Golfers tee off not far from Hancocks’ home and he says a screen or netting could be installed to stop balls from hitting his home and others in the neighborhood.
Hancocks said he feels the golf course is responsible for the damage and he has been trying for the past nine months to get the city to pay for the repairs.
"When golf balls hit and damage your house to the tune of $6,000 that's no joke," Hancocks said.
CTV News Toronto reached out to the golf course on Hancocks behalf, and a spokesperson for the insurance and risk management department with the City of Toronto said the adjustor came to the wrong conclusion.
“In this case, the adjustor came to the wrong conclusion with respect to liability," the spokesperson said. "Generally speaking, because the city recognizes that a nuisance was created, the city and its claims adjusting firm usually takes the necessary steps to resolve claims of this nature.”

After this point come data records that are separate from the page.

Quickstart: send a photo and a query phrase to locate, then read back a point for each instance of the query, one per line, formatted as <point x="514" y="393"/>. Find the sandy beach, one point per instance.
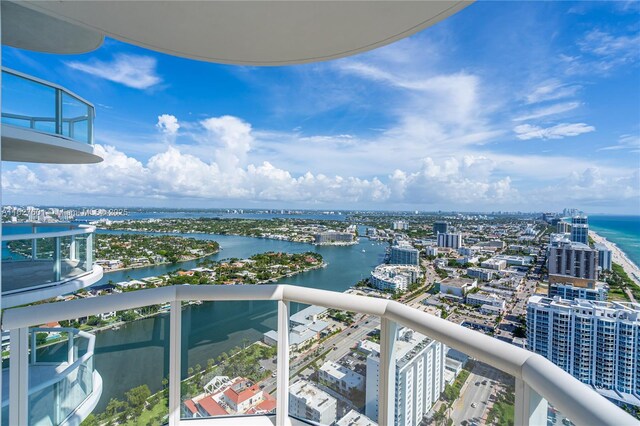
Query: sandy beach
<point x="619" y="257"/>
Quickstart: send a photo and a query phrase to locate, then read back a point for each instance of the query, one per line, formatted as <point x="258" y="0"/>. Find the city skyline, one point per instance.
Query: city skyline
<point x="477" y="119"/>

“Usually, claimants escalate disputes to ClaimsPro senior management. Unfortunately, this did not occur in this instance and so it was not brought to the city's attention until now. Now that this claim has been brought to the city's attention, the city has reviewed the decision made by the adjustor and brought the error to the attention of the claims adjusting firm. ClaimsPro has contacted the claimant to inform them that the claim will be resolved.”
“The city has taken steps to ensure that the adjusting firm and all of its adjustors are aware of the appropriate position to take with respect to liability to prevent similar situations from occurring in the future.”
Now that the city has agreed to pay the $6,000 repair bill, it came as a great relief to Hancocks.
“Having this $6,000 paid now is wonderful and I really appreciate it. I’m very happy” said Hancocks.
It is not always clear who should pay if a golf ball hits a home. The golfer could also be liable if they were being irresponsible, but courses should also take precautions to keep neighbouring homes safe from being hit.